Lucifer


Cuando crecemos, cambiamos. Pero también cambian nuestros demonios. No somos los únicos capaces de subir de nivel.

Al cerrar heridas que llevaban años abiertas y al esforzarnos por evitar que otras nuevas se abran, es inevitable hacer balance de esas cicatrices que, aun curadas, forman parte de nuestra identidad.

Nuestros demonios forman parte de nosotros: de nuestro carácter, de nuestro espíritu, de nuestra realidad. Y cuando te das cuenta de esto, cuando cambias el escenario y la perspectiva, también cambia la manera de mirar el mundo. Dejas de mirar solo alrededor y empiezas a mirar hacia arriba y hacia abajo; pasas del 2D al 3D.

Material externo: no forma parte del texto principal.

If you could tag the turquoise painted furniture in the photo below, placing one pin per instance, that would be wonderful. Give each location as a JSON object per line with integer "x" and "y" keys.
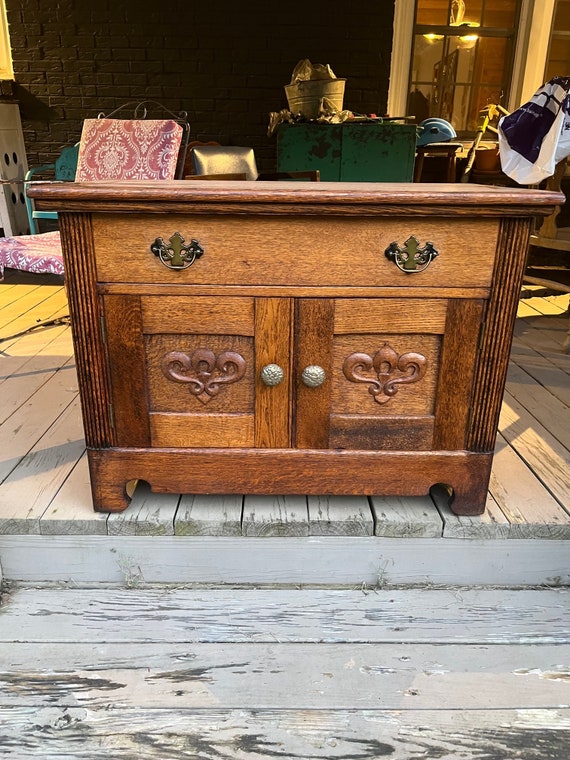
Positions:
{"x": 63, "y": 169}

He aprendido que a los demonios que habitan en nuestro interior no hay que someterlos, ni encerrarlos, ni mucho menos enterrarlos en lo más profundo de nuestro ser y tirar la llave. Necesariamente tienen que caminar a nuestro lado.

Ese es el arte: cederle el turno de juego para que haga su trabajo, y guiñarle un ojo cuando termina antes de que regrese a su torre. Un trabajo que con los años ha dejado de ser una chapuza para ser un trabajo fino.

Ya lo dice el refrán: sabe más el diablo por viejo que por diablo. Y no es que, al menos físicamente, los años lo hayan tratado mal.